Recém-chegado em Paris, o guineense Souleymane Sangaré (Abou Sangaré) é apenas um dos inúmeros ciclistas que percorrem as ruas da Cidade-Luz enquanto acumula dinheiro na conta de seu aplicativo. Sua rotina é corrida, pois além das entregas, ele precisa encerrar os trabalhos a tempo de pegar o ônibus comunitário para um alojamento público, onde se juntará a outros imigrantes para receber comida, roupas limpas e uma cama. Mas Souleymane almeja mais do que a mera sobrevivência e logo descobrimos que está no meio de um processo para legalizar sua permanência na França.

O título da produção é ambíguo, pois pode envolver tanto a vida (ou o pedaço que acompanhamos dela) do protagonista, como a versão que este é instruído a contar na entrevista para o departamento de imigração. Em ambos os casos, trata-se de mais um retrato cru e detalhado de uma situação cada vez mais comum na Europa.

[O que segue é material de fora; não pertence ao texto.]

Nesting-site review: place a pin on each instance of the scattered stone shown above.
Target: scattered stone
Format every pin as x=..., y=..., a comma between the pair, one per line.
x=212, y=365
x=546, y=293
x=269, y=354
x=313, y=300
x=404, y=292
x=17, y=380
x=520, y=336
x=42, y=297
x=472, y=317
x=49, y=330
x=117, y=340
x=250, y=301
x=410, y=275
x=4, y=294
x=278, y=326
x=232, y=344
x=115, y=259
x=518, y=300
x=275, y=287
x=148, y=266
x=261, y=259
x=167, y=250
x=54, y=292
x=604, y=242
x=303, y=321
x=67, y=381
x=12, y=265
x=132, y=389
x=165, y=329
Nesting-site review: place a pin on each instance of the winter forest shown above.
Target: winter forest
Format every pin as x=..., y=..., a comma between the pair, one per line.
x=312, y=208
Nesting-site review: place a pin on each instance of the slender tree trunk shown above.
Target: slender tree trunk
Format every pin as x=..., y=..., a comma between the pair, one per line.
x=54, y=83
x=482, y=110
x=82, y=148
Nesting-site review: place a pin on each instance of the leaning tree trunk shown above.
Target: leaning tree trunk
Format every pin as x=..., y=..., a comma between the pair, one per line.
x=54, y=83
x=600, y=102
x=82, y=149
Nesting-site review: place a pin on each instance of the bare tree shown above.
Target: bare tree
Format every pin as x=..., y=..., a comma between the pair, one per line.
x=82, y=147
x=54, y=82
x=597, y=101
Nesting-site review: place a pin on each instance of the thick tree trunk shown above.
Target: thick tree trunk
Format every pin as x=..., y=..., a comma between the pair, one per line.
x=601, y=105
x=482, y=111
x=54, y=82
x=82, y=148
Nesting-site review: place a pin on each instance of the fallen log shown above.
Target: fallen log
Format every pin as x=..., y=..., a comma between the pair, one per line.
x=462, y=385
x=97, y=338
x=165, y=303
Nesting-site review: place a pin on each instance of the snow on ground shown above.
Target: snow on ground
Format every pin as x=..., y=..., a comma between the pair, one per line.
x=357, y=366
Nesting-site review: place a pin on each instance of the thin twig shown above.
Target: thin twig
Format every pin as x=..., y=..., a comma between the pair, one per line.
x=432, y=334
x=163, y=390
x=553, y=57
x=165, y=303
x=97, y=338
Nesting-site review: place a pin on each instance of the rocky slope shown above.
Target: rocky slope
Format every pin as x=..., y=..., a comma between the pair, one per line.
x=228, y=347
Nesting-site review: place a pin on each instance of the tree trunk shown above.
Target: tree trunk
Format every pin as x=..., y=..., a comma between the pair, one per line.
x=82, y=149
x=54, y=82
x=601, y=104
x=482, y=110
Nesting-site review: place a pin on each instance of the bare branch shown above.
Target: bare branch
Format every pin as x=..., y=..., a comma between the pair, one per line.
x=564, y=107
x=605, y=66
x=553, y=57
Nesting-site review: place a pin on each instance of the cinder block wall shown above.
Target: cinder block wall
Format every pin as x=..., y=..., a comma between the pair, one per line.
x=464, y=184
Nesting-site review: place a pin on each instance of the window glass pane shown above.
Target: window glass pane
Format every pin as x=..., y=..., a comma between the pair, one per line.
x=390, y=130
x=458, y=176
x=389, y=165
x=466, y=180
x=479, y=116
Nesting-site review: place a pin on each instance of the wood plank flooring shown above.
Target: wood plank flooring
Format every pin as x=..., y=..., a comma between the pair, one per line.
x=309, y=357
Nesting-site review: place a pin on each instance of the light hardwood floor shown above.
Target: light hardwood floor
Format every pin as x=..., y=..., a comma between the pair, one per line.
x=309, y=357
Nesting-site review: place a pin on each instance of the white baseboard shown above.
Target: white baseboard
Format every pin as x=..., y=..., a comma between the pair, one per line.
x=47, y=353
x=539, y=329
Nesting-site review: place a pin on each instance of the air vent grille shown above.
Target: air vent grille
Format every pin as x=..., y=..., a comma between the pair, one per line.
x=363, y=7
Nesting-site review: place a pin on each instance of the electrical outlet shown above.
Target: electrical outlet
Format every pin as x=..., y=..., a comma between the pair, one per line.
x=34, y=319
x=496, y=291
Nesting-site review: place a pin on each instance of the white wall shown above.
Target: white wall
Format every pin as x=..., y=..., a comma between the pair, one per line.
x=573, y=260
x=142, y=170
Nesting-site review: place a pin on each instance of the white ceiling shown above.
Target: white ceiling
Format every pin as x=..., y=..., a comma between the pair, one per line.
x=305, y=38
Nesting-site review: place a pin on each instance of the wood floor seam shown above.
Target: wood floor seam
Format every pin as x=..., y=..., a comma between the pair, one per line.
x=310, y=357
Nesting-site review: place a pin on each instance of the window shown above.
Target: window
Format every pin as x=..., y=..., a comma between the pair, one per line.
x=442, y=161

A abordagem de Lojkine, também responsável pelo roteiro, por vezes remete ao Cinema humanista do britânico Ken Loach - autor de obras como Eu, Daniel Blake (2016) e Ventos da Liberdade (2006), ambas vencedoras da Palma de Ouro - com um olhar empático que busca o melhor nas pessoas. O próprio Souleymane é sempre educado, paciente e gentil, estando pronto para ajudar a quem precisa, como fica evidente numa sequência em que atende a um idoso com dificuldades de locomoção. Essa boa índole, claro, é transmitida pela performance de Abou Sangare, tão expressiva e naturalista que a câmera mal consegue resistir ao seu rosto.

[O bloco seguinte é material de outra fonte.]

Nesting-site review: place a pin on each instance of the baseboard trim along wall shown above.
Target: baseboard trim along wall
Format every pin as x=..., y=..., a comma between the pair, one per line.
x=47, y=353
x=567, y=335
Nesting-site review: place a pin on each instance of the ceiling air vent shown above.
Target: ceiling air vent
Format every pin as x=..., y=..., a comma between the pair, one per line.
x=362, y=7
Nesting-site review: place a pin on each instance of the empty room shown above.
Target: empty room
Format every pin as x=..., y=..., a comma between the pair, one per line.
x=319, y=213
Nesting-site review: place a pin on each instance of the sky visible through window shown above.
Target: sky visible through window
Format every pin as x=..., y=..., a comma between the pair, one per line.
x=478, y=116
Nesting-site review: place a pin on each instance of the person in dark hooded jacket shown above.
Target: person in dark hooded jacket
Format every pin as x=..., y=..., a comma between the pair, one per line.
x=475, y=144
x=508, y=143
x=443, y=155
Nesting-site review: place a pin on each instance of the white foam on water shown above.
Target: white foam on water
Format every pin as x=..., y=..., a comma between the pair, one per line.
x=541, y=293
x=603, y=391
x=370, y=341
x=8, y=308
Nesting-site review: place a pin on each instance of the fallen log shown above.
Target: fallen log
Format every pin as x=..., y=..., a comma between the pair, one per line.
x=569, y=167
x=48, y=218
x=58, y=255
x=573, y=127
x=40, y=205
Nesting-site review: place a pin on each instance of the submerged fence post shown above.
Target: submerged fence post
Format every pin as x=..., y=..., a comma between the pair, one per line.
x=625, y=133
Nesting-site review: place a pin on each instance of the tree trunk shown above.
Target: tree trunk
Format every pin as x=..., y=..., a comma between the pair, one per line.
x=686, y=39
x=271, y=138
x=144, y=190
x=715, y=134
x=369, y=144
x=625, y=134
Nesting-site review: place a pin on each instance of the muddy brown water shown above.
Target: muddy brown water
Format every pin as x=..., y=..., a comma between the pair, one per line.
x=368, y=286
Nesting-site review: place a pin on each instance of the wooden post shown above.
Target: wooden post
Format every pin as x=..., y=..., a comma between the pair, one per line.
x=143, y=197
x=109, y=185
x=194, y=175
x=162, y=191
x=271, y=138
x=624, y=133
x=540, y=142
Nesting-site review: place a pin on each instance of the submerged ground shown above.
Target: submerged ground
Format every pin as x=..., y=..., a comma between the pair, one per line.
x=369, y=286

Se o desenvolvimento ecoa Loach, a direção do cineasta, que aos 55 anos assina seu quarto longa-metragem, busca inspiração na verdade dos irmãos Dardenne - mestres também galardoados em Cannes por preciosidades como Rosetta (1999) e A Criança (2005) - seja através dos longos planos gravados a mão ou na ausência de trilha sonora, contribuindo para uma atmosfera realista e cada vez mais sufocante. Da mesma forma, Lojkine evita floreios na hora de pintar Paris com as cores de uma metrópole cosmopolita e o véu azulado da fotografia de Tristan Galand (não à toa, parceiro dos Dardenne) funciona como um reflexo inteligente das conexões virtuais sustentadas por Souleymane.

O próprio celular do sujeito cumpre duplo expediente, seja como instrumento de trabalho e/ou servindo para ligá-lo diretamente às suas origens, estabelecendo-se metaforicamente como uma ponte tanto para o passado, como para o futuro. É através do aparelho, aliás, que o protagonista tem uma conversa reveladora (especialmente sobre sua personalidade) com seu antigo amor, deixado para trás.

Como a Arte imita a Vida, personagem e intérprete se confundem: Antes de ter a vida mudada por A História de Souleymane, pelo qual foi premiado como Revelação do ano no César (o Oscar do Cinema Francês), Abou estava ilegal na França, para onde se mudou depois de desistir de procurar um emprego digno na Guiné, país africano onde nasceu e viveu por 23 anos. O tortuoso caminho narrado pelo personagem fictício, foi percorrido na prática pelo próprio ator, que chegou a atravessar um deserto e ser preso antes de finalmente chegar ao velho continente, aos 16 anos.
Duplamente premiado na mostra Un Certain Regard em Cannes (incluindo outro troféu de Melhor Ator), A História de Souleymane ainda fez parte do último Festival Varilux de Cinema Francês e chega essa semana aos cinemas de todo o Brasil como uma alternativa mais sóbria e inspiradora em meio a blockbusters hollywoodianos.